Over the years, I’ve assisted many people at doing elimination diets, and I’ve witnessed many people find revolutionary information about themselves. I’ve seen “diseases” cured, conditions improved, and quality of life shoot through the roof. I’ve also seen many people not stick with it (because it can be difficult), and miss out on the benefits. One of the most interesting phenomena with my clients is that they often prefer to wait for a doctor to diagnose them with something (hypothyroid, pre-diabetes, candida, anxiety…the list goes on forever) before they’ll do anything to address their symptoms nutritionally.
The great thing about an elimination diet is that is is:
1. not calorie-restricting (but people starting from a standard American diet may find themselves eating fewer calories)
2. healthy
3. something you can do on your own
I empathize with people who are frustrated with their healthcare experiences, and I have seen people who are un-diagnosable with any condition, yet they are clearly not as well as they could be—not thriving.
Over time, I have investigated and discovered many things about what foods work and don’t work for me. I started this with Dr.
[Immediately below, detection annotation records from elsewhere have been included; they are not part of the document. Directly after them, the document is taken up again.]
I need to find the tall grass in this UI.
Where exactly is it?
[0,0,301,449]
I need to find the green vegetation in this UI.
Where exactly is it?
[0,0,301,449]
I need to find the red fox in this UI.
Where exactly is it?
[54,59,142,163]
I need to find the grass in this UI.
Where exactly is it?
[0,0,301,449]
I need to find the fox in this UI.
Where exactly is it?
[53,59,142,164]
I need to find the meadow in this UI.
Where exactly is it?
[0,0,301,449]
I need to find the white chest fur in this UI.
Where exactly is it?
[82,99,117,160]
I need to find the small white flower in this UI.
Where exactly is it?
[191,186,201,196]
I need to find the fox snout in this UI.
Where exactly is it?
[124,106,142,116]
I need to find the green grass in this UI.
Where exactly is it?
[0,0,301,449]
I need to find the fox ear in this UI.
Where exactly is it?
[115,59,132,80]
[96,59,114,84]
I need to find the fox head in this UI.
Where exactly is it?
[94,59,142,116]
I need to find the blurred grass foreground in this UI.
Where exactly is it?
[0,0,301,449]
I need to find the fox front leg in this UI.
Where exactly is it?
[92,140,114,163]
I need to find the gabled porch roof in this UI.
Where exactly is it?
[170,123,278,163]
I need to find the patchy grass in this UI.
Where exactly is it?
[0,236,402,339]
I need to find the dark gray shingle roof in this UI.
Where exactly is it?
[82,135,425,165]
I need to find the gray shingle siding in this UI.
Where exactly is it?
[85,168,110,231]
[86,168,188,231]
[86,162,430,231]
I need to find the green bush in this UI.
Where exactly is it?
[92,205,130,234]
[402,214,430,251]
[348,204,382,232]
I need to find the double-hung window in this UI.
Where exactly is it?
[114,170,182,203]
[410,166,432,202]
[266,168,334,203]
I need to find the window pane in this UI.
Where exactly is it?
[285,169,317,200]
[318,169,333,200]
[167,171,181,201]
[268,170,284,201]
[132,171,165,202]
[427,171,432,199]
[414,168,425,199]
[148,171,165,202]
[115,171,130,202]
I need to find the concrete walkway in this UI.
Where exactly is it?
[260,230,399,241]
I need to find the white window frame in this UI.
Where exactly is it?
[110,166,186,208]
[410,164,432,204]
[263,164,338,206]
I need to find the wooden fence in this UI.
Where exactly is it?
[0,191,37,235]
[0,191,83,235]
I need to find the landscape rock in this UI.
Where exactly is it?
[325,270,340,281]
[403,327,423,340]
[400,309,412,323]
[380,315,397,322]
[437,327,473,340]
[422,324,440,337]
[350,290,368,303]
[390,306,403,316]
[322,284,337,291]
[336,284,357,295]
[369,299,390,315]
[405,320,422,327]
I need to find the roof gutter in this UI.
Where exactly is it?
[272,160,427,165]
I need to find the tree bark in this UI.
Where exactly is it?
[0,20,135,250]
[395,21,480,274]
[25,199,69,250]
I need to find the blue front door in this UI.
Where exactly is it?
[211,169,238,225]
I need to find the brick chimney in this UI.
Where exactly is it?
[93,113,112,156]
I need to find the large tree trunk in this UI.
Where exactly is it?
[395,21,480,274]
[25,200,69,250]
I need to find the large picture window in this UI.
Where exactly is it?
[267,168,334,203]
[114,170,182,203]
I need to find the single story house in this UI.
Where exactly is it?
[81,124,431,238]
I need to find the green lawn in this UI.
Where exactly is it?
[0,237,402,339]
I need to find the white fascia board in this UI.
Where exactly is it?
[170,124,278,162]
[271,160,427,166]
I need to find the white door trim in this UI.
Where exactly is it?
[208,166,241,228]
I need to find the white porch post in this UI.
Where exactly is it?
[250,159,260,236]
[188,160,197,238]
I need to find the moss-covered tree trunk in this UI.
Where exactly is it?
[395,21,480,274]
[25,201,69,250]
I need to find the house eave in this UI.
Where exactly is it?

Hyman’s UltraSimple Diet (probably in 2006). We could discuss the Ins and Outs of why to do what in an elimination diet, but I want to focus more on how to do it. Check out Dr. Hyman’s site for tons of great functional medicine information, including elimination diets (he’s my hero). Also, check out the Precision Nutrition site about elimination diets as well.
Elimination Diet:
1. cut out potential trouble makers for a significant amount of time (enough time for it to be out of your system and for your system to have recovered)—like 3-4 weeks.
2. After 3-4 weeks, add one thing back in for one day, and see what happens!
3. If you have any reactions over the next 48 hours, document them. My advice is to take note of whether or not any of your symptoms return (if they disappeared when you began the elimination diet). PN recommends to: “monitor your sleep, mood, energy, digestion, bowel habits, etc….and [track] any physical, mental, or emotional signs and symptoms.”
4. If no reactions, add in a different thing for one day, and see what happens! (repeat step 3)
5. Continue this process with each food you initially eliminated, putting each in for one day and then removing it again. At the end, you’ll have a documented semi-scientific study on yourself and what foods make you feel better and worse (and what might be contributing to symptoms you’re having)!
So, what the heck do you do when you’re done and you have the log?
Review the findings. Sometimes it will be obvious—especially if it’s something like a skin rash that appears when you eat eggs. It can be very subtle though, and that’s why it’s important to track physical and mental/emotional symptoms. My advice? Grab a few highlighters, and highlight things in your journal that jump out at you!
Get help if you need it—doctors often don’t consider nutritional links to symptoms, but I can tell you with 100% certainty that most people will uncover something useful from an elimination diet.
Here are the top foods to eliminate, but also consider eliminating a food if you eat it every single day:
dairy, gluten, eggs, soy, corn, beef, pork, chicken, nuts, beans, lentils, coffee, citrus, and nightshade veggies
Note: the difference between an elimination diet and a cleanse or detox is that an elimination diet is not about weight loss (as a primary effect—many people find elimination diets help them uncover what is stalling their weight loss). It is not about reducing toxin load in the body (for example: you don’t have to eliminate alcohol unless you suspect it being a trouble maker). It is about finding out what foods are causing negative symptoms or reactions. I’ll save my opinions about doing a detox/cleanse for another day.
I have a few ideas of what my own elimination diet may uncover, just based on general observation…but I’m going to do the organized documented version because I want that kind of information! In my experience, doctors have been supremely unhelpful in this quest, but I do not believe all doctors are this way. If you can find a Functional Medicine Doctor, you will have better luck! Note: I do recommend having the help of a professional if you do an elimination diet, even if it’s just Dr. Hyman’s book or the Precision Nutrition site. PN has a great list of foods you can refer to as well!
Here’s my plan:
I’m eliminating everything listed above for 3 weeks starting tomorrow, except eggs. I honestly don’t think eggs are my problem, and I like them and don’t want to give them up. I won’t rule out testing egg-elimination at some point in the future if I think I need to. I am not going to promise I won’t drink coffee either. I drink organic fair trade coffee, usually half a cup a day. Same as eggs, I’ll try that later if I feel the need to.
I won’t post updates everyday, I promise
But I will post periodically, because I have several clients who are looking forward to this information, and I want to provide information that could help someone else who is looking for this type of thing.
As for implementing this plan, it will surely take extra effort for me. I realize I need to plan more in advance for eating. So if you have any great veggie or bison recipes, please share!
I have a great story to share soon about how this has worked for someone I know. I just have to cross-check the details with the person first!
As for the rest of this week—I have some big plans! Ok, not really—I am working, visiting with friends, and doing more work…I got so much done today that I’m really looking forward to the rest of the week!
Have you ever done an elimination diet? Would you ever consider it?